Hedge funds - A dark part of the financial world
Hedge funds gained household prominence during the financial crisis when a lot of them lost their money due to overleveraging. It’s for that reason that they got a bad rap. But they can also make their investors a lot of money, because they have much more freedom to move the money in and out of whatever assets they’d like.
Let’s start with the name. Hedge means to reduce risk, but the hedge fund’s aim is to maximize the return. At the time when the first hedge fund was being founded it aimed to protect against downturns by shorting the market. And so hedge fund was born.
What separates hedge funds from other mutual funds? Primary difference – not everyone can invest there. You are supposed to be a big time investor, earning at least $200k the past 2 years and have a net worth of $1 million, excluding your primary residence.

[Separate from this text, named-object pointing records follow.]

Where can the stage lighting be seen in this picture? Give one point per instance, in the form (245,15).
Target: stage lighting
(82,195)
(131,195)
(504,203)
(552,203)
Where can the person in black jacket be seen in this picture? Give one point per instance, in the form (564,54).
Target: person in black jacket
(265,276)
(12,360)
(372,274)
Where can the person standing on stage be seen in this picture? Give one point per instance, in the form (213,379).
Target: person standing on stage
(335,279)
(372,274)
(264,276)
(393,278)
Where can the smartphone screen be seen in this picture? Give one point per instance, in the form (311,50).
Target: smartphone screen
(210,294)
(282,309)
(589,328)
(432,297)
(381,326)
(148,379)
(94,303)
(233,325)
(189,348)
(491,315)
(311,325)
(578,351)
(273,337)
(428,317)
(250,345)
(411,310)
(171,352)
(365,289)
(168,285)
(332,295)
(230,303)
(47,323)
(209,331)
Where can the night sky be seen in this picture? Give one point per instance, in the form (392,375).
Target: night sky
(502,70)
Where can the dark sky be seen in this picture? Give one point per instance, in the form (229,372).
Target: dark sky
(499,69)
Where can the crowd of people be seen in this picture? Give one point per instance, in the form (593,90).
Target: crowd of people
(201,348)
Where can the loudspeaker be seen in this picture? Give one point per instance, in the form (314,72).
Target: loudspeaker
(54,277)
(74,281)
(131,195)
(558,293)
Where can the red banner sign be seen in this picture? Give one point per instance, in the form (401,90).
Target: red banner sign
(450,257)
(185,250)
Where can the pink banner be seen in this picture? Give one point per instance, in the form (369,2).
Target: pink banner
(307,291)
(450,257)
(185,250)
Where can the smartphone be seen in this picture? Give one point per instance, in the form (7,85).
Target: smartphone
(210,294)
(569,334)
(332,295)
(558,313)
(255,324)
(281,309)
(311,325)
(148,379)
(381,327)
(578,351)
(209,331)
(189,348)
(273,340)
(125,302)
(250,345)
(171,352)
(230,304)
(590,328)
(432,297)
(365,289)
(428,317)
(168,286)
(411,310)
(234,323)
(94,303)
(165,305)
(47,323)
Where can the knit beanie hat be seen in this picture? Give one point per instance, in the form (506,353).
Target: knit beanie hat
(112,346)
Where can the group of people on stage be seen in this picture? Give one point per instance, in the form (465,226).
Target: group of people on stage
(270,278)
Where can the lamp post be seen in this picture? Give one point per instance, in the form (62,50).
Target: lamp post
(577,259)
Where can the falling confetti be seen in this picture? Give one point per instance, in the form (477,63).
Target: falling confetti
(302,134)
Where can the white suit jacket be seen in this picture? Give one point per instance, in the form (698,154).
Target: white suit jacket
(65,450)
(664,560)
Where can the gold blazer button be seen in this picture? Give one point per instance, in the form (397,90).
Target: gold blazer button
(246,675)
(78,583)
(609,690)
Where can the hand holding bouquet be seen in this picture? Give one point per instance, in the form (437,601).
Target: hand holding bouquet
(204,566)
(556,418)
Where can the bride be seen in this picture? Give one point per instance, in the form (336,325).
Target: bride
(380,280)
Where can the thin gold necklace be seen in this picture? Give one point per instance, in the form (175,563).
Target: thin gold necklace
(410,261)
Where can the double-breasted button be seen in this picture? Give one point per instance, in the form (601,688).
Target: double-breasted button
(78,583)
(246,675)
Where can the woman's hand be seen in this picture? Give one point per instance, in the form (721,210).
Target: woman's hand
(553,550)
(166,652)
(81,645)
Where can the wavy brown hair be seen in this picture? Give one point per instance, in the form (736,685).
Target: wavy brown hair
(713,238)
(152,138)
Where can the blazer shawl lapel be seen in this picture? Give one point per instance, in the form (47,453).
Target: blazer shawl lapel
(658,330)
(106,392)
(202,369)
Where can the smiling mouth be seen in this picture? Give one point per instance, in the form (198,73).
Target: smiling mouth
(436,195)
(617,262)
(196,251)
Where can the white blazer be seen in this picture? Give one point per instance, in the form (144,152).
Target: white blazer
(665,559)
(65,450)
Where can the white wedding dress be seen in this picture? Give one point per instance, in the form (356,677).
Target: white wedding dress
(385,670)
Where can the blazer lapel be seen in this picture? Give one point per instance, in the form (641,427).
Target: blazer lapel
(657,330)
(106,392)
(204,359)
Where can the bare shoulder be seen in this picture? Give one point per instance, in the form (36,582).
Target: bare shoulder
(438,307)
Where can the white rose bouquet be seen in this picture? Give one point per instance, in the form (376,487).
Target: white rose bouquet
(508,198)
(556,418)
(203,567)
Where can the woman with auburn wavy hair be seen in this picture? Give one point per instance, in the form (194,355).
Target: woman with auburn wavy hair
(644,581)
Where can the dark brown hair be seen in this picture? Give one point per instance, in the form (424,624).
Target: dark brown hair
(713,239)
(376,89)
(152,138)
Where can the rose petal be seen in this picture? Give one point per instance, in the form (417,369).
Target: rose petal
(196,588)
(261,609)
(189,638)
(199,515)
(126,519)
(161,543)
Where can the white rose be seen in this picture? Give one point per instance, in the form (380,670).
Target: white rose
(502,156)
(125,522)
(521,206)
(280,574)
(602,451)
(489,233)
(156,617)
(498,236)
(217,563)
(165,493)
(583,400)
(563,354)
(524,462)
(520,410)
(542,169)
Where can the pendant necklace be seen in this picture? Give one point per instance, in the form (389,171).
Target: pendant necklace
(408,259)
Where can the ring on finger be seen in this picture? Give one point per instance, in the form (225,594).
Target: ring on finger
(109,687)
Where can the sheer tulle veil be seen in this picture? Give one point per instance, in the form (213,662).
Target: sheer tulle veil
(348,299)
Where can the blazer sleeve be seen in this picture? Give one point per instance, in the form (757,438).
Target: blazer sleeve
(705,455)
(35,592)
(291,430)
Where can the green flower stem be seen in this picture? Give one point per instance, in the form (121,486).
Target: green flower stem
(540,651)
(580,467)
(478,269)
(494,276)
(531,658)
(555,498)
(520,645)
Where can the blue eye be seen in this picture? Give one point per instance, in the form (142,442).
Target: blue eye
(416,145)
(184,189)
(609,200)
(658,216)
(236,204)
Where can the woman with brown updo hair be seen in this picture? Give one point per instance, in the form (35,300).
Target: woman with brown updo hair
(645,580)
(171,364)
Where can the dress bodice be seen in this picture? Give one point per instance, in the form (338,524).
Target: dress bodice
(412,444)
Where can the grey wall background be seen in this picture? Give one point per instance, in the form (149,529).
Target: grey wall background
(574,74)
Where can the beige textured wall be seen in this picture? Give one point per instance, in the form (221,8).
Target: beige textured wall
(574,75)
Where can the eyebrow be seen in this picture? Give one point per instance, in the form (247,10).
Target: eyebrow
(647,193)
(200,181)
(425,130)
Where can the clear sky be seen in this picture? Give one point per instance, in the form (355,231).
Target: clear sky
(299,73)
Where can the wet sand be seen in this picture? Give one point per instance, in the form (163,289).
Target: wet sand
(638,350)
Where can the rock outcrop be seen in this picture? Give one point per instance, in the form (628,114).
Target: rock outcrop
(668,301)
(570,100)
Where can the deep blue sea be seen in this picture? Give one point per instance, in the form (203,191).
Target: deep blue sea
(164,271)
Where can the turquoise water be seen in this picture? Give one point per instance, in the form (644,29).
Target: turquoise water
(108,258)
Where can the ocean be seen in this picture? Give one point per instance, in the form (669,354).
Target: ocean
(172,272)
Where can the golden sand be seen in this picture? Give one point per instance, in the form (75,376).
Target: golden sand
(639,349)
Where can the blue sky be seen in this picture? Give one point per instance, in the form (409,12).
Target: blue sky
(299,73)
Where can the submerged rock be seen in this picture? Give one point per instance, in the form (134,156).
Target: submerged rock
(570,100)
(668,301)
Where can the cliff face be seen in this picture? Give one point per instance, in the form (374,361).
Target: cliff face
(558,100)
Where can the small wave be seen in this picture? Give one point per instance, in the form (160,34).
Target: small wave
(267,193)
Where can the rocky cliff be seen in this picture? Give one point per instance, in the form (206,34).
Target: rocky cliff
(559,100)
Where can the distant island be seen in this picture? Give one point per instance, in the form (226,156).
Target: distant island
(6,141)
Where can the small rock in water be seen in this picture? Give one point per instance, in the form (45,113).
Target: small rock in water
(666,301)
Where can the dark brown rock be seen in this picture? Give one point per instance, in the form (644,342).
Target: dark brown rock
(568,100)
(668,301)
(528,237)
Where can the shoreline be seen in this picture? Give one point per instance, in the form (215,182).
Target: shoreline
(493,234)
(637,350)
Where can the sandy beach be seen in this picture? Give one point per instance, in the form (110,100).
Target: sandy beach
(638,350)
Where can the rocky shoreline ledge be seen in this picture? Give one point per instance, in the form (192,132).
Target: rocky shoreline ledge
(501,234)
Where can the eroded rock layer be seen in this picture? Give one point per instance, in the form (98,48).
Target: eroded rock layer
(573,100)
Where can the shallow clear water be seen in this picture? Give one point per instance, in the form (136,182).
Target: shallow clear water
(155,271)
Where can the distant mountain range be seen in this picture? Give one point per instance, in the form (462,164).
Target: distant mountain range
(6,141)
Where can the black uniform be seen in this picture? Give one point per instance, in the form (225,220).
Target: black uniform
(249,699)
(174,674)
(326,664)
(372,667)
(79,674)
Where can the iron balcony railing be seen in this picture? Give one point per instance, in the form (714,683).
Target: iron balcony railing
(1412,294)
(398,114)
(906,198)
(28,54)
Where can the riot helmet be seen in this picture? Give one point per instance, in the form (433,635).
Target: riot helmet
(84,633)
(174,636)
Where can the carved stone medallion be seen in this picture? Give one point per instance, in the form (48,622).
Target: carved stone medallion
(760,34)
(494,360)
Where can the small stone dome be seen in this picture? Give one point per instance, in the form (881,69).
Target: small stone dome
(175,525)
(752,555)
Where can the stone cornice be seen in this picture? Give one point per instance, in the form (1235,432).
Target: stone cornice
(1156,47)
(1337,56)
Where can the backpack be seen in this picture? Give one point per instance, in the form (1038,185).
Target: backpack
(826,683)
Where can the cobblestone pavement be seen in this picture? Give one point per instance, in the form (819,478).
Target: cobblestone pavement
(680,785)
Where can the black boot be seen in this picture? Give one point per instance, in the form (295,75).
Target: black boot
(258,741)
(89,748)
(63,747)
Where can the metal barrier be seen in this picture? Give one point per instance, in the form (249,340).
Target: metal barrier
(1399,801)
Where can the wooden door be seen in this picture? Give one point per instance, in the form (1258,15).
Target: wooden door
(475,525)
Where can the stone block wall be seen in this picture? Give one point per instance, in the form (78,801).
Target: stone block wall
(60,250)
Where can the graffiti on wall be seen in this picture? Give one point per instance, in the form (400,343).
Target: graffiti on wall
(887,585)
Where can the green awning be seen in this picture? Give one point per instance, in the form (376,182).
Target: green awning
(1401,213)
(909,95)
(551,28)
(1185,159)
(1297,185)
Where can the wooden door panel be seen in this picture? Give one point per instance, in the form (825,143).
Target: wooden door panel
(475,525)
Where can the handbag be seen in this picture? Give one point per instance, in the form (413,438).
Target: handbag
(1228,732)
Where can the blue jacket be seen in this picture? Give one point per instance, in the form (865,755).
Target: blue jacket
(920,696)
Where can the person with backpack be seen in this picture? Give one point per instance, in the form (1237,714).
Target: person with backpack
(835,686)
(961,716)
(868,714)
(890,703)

Since they are riskier, it’s thought that you must be able to take massive financial blows.
Hedge funds are much less regulated – the general partners can invest in land, gold, stocks, bonds, you name it. They just have to tell their investors what they’re investing in. And they can short. Mutual funds on the other hand can only stick to stock and bonds.
But the most important is that they can use borrowed money to amplify their absolute returns. This could lead to massive profits out of a few moves, but also to huge losses if things go awry.
A point worth to point out is their aggressive way of investing – many times it’s just speculation and often it’s investing for a short time to benefit from singular upswings.
Today the hedge fund industry is growing fast, which currently $3.2 trillion are being locked in there. Among the most famous hedge funds are Citadel LLC, Paulson & Co and Soros Fund Management.